L’avis de résultat du contrôle du 11 juin 2015 mentionne expressément : « Je vous invite à communiquer au service vos observations écrites quant au résultat du contrôle. Celles-ci, ainsi que tout justificatif ou document probant, devront parvenir au service dans un délai de 30 jours à compter de la notification du présent avis afin de lui permettre de statuer sur les suites à réserver aux constatations du contrôle.
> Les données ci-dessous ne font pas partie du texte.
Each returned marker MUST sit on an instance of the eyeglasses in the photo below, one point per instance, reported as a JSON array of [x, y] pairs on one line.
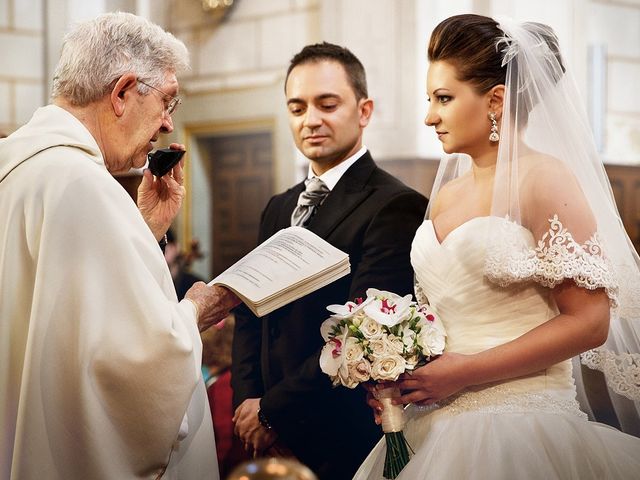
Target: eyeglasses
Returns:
[[171, 106]]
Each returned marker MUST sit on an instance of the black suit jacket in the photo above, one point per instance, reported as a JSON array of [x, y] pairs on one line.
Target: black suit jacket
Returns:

A défaut de réponse satisfaisante de votre part ou en l’absence de production d’observations dans ce délai, le montant de cette dette douanière vous sera communiqué par avis de paiement après rédaction d’un procès-verbal de notification d’infraction susceptible d’engager votre responsabilité pénale dans cette affaire. » de sorte que c’est à bon droit que les premiers juges ont noté que que l’administration considérait que la communication des droits n’était pas encore réalisée au 11 juin 2015.

Le tribunal a donc considéré que l’avis de résultat constituait la prise en compte préalable par l’administration des douanes et que la communication des droits n’avait été réalisée que le 13 octobre 2015 par la notification de l’avis en paiement, de sorte que la demande de remboursement formée le 27 juin 2018, soit moins de trois ans après cette communication est recevable.
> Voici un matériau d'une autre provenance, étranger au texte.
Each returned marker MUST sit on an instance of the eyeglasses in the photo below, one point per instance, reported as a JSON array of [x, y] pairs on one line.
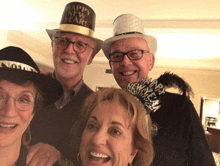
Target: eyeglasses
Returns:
[[132, 55], [22, 102], [78, 46]]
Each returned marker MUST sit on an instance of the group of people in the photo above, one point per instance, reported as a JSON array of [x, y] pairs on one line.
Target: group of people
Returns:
[[56, 119]]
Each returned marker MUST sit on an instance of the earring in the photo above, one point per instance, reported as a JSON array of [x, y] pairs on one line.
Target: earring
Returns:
[[26, 138], [78, 157]]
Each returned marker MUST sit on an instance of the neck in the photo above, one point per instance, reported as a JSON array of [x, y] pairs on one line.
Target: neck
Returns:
[[9, 154], [68, 83]]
Cependant il convient de souligner que l’établissement d’une dette douanière implique le calcul du montant des droits dus et l’inscription de ce montant dans les écritures comptables locales. La date d’inscription dans la comptabilité est donc considérée comme la date à laquelle la dette douanière est constatée. Elle est ensuite notifiée au débiteur. Cette prise en compte doit être préalable à la notification des droits au débiteur

Force est de constater qu’en l’espèce, l’administration des douanes ne justifie pas de la prise en compte de la dette douanière alléguée dans ses écritures comptables et encore moins que cette prise en compte serait préalable à la notification des droits à la société intimée.

Le jugement entrepris sera dès lors confirmé en ce qu’il a estimé la demande de remboursement recevable.
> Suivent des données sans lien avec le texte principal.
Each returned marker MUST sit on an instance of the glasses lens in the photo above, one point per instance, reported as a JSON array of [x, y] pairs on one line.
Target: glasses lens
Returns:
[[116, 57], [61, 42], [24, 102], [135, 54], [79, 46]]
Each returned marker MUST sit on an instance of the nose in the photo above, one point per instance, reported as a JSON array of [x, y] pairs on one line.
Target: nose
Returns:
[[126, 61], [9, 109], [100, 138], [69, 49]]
Sur le moyen tiré de la violation du principe du contradictoire

La société Audiovisuel Assistance Service invoque la violation du principe du contradictoire au motif que la CCED a retenu que les appareils litigieux ne constituaient pas à eux seuls une unité fonctionnelle, argument contre lequel elle n’a pas pu faire valoir sa position et qui ne peut avoir été soutenu que par l’administration des douanes, le CCED n’ayant pas les moyens de réaliser des analyses des produits et n’ayant ordonné aucune expertise.

Elle verse aux débats une lettre adressée le 3 avril 2018 par son conseil à la CCED qui fait mention du fait qu’elle n’a pas été rendue destinataire du mémoire en réplique de l’administration à son mémoire en défense du 21 mars 2018.

Elle invoque l’article 67 A du code des douanes. Elle sollicite l’infirmation du jugement entrepris lui faisant grief de n’avoir pas répondu au moyen soulevé.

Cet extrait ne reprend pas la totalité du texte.